See my previous post..
-
Temporarily disable your AntiVirus and AntiSpyware protection - instructions here.
- Please visit the ESET Online Scanner website
- Click the SCAN NOW button to download the esetonlinescanner_enu.exe file to the Desktop
- Double click esetonlinescanner_enu.exe. Accept the Terms of Use
- Select Enable detection of potentially unwanted applications
- In Advanced Settings: make sure that Clean threats automatically is unchecked
- And Enable detection of potentially unsafe applications, Enable detection of suspicious applications, Scan archives, and Enable Anti-Stealth technology are all checked.
- Click Scan
- The program will begin to download it's virus database. The speed may vary depending on your Internet connection.

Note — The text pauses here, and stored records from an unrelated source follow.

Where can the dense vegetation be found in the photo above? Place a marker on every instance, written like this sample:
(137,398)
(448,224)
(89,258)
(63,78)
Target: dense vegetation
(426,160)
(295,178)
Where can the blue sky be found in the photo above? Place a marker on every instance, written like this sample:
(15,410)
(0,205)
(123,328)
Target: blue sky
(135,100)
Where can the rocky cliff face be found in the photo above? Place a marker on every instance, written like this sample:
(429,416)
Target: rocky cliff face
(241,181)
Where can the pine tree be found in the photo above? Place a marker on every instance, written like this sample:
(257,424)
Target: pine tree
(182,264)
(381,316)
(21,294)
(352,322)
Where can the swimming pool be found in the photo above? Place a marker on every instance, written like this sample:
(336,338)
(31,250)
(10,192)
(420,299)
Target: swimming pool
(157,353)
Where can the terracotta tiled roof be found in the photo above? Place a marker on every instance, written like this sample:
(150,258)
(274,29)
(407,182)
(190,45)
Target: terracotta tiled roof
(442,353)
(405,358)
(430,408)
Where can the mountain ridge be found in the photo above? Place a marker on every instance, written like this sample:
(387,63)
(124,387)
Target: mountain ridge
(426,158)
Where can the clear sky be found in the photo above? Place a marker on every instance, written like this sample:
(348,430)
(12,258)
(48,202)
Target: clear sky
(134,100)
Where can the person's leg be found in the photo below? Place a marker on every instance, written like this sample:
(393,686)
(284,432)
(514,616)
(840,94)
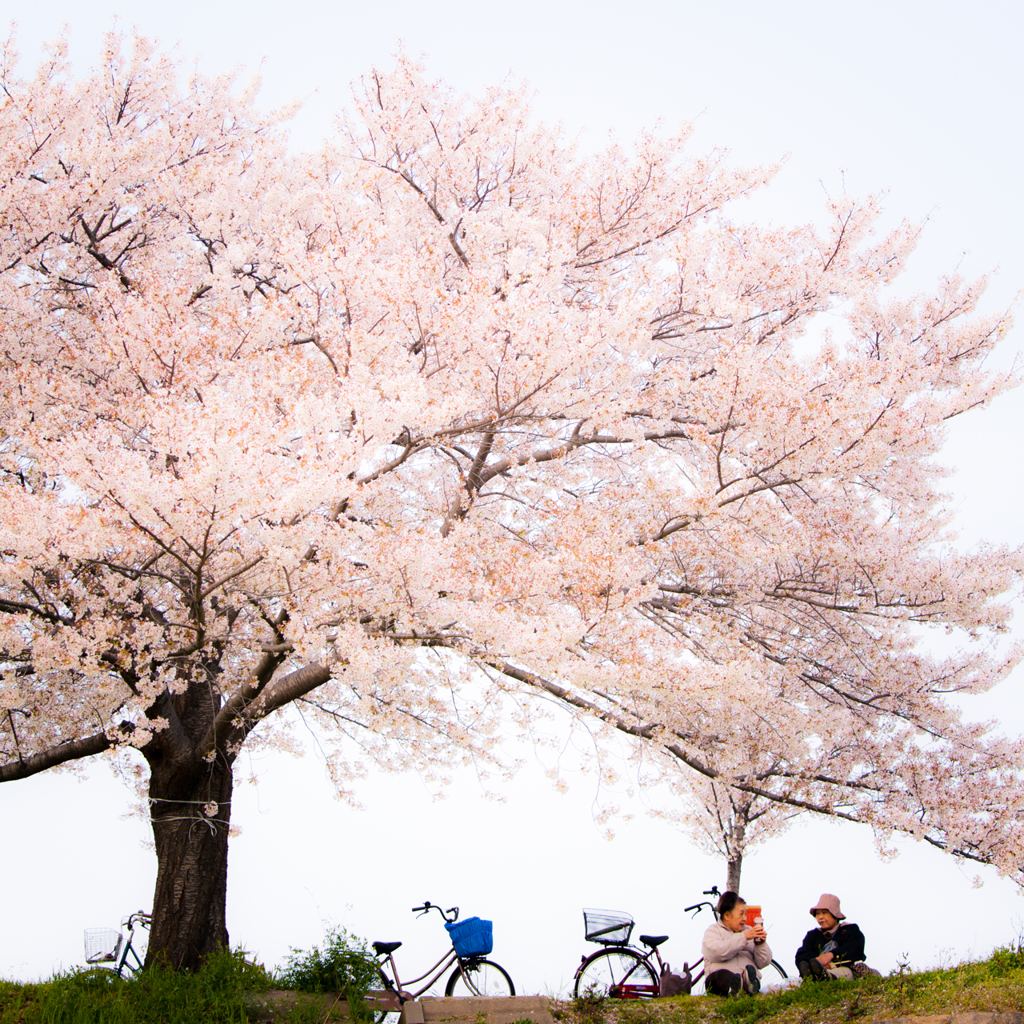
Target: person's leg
(839,972)
(722,982)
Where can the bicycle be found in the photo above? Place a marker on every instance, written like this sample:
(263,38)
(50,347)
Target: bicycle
(621,971)
(473,974)
(104,945)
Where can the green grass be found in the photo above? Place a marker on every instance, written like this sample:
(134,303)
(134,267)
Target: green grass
(215,995)
(226,989)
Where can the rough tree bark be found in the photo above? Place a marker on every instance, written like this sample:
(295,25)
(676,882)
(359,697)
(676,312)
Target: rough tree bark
(190,811)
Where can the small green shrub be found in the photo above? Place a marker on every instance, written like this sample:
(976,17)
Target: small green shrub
(1006,961)
(344,966)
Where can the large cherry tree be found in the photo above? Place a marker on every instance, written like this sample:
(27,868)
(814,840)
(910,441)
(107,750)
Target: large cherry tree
(445,416)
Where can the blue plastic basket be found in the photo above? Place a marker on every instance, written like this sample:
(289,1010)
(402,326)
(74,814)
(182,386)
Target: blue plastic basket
(471,937)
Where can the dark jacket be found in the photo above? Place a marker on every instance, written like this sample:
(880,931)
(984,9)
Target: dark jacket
(849,944)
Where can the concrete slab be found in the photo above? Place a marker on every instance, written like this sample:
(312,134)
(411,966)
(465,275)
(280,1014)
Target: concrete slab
(478,1011)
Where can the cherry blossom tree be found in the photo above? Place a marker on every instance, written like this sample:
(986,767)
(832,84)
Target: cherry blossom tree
(446,416)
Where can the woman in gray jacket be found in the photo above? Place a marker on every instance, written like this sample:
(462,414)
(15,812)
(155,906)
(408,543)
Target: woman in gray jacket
(733,953)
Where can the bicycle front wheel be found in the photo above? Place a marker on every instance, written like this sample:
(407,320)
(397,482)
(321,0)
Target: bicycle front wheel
(606,972)
(480,977)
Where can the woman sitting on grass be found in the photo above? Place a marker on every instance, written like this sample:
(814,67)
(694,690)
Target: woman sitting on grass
(732,951)
(833,949)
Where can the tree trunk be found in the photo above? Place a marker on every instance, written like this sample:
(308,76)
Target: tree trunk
(735,862)
(190,807)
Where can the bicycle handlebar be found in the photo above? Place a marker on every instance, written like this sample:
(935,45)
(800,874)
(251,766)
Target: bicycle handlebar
(452,913)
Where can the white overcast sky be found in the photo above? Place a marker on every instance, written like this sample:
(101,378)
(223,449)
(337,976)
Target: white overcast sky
(922,99)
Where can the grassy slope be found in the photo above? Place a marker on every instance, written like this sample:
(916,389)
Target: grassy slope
(995,984)
(218,994)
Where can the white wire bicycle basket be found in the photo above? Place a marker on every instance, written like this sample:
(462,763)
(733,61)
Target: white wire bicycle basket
(101,945)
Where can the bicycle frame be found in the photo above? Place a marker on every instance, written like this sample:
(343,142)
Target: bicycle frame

- When completed, the program will begin to scan. This may take several hours. Please, be patient.
- Do not do anything on your machine as it may interrupt the scan.
- When completed it'll show a list of "Threats found", click beneath it on Save to text file.... and save it as ESET log.txt on your Desktop.
- Then click Do not clean. Place a checkmark at Delete application's data on close, click Finish and close the program.
- Please copy and paste the log it generated (the one you just saved on your Desktop) here.
Don't forget to re-enable previously switched-off protection software!